Figure 1. Photodynamic therapy assisted by lactosomal nano photosensitizers. The formulation of a lactosomal nano photosensitizer is achieved by combining a photosensitiser with siRNAs with a polypeptide. Radiation treatment of the administered lactosomal nano photosensitizer triggers the release of bound siRNAs, which in turn silence genes involved in radiation resistance. The production of reactive oxygen species (ROS), which facilitate cell death, is another function of the nano photosensitizer.

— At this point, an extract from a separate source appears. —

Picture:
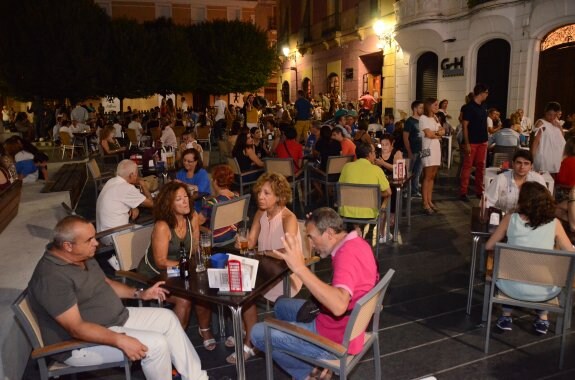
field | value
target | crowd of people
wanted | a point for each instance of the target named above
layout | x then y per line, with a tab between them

Role of Nanotechnology in Cancer Immunotherapy
Nanotechnology has not only improved immunotherapy but also chemotherapy, two mainstays in the fight against cancer. Evidence suggests that inorganic NPs such as acetylated dextran (AcDEX) and mesoporous silica might enhance the immune response when used as adjuvants in immunotherapy. When it comes to chemo-immunotherapy, nanotechnology has been a boon for breast cancer cells. On top of that, immunotherapy and chemotherapy together are thought to be the most effective and superior way to treat cancer.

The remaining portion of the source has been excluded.